Harry Potter is the tale of a young orphan boy whose parents were mysteriously killed. In his infancy, he goes to live with his only living relatives, who happen to be muggles (ordinary every day folk who discount magical thinking). In fact, Harry lives in such a mundane and dreary world until one day he is invited to attend the same school that his parents once attended, Hogwart's School of Witchcraft and Wizardry. Incidentally, this school exists hidden away from the profane visions of the Muggle world, and is where eventually the movie begins to take form. It is here that Harry is indoctrinated into the world of potion making, broom riding, wand waving and all of the things that this sometimes entails. Along the way we learn more about what killed his parents, have a few adventures and meet a three-headed dog that is not named Cerberus, but is instead called Fluffy.

Admittedly this is light fare for the heavy handed occultist viewer, mainly aimed at the imaginations of pre-teens and above, but let's not forget the impact that this movie and others like it could have and have had in the past.
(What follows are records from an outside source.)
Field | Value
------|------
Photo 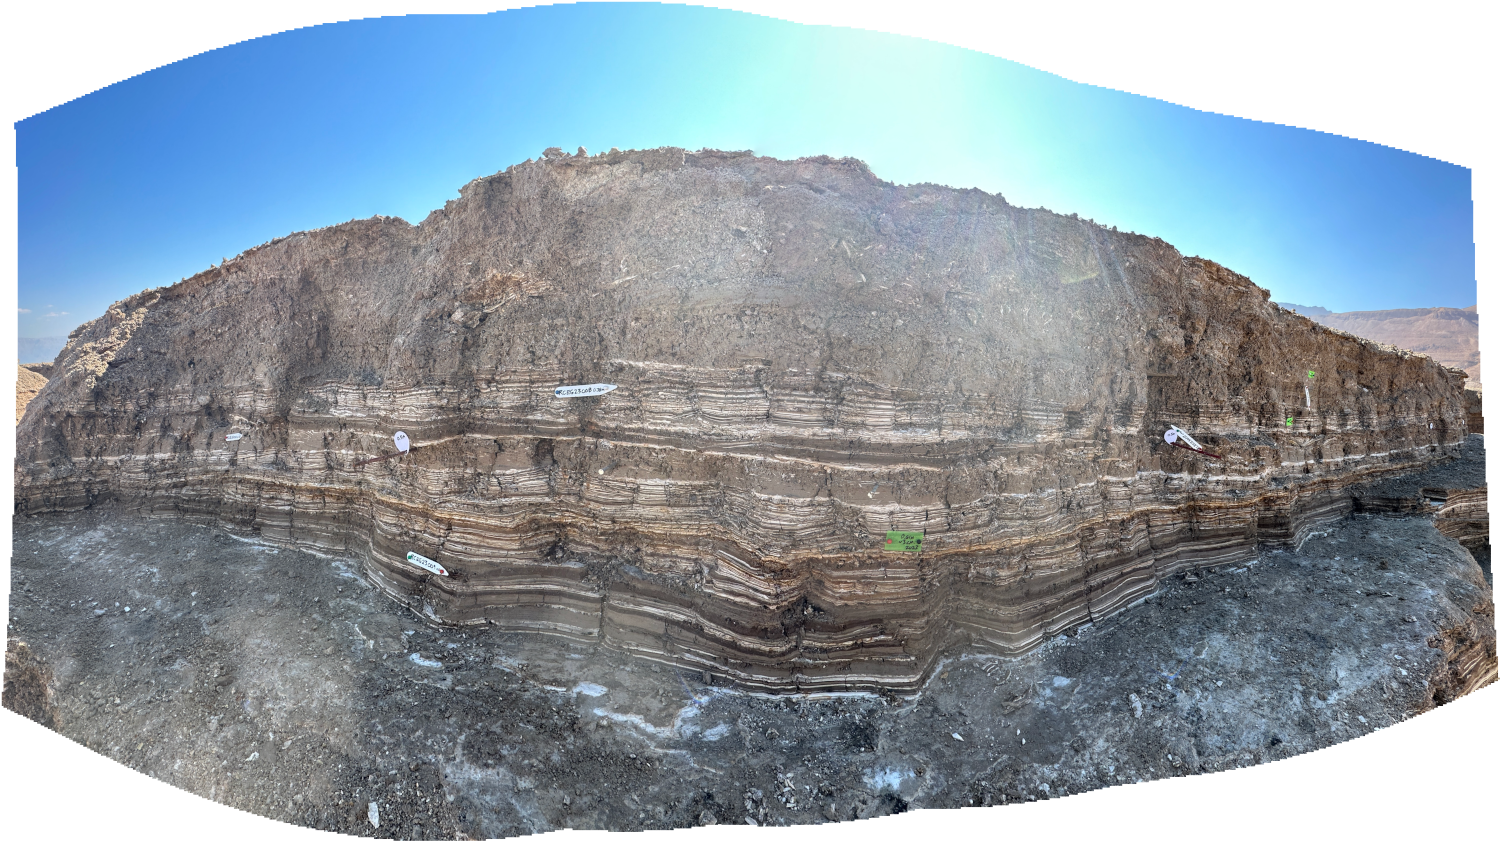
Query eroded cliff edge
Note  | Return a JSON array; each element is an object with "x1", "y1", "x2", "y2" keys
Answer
[{"x1": 15, "y1": 147, "x2": 1472, "y2": 692}]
The occult revival of the 1960's was somewhat due in part to Disney movies like Bell, Book and Candle, television shows like Bewitched and occult laden spoofs like Bedazzled. It wasn't soon afterwards that Wicca became an almost household name and tomes like the Satanic Bible and the Necronomicon began to fill everyday book store shelves. Perhaps Harry Potter will help stir the cauldron of another such revival, making serious occult topics once again more publicly acceptable. The secret society that Harry Potter joins and flourishes in may just be the first one that little Johnny might hear of, and perhaps it will make him more receptive to the second and third ones that he hears about. As well, any movie that mentions the name of a renown alchemist like Nicholas Flammel within it is hip in my book.

If you have got the extra money to go see this, then do. You'll have one more way of relating to the new upstarts that will soon be joining our occult related world and while you are there you just might like what the movie has to offer; incredible special effects, decent acting, and the occasional heart warming moment or two that is more centered on the love that is in children's hearts than what the pushers of original sin are preaching about this week from their bully pulpits.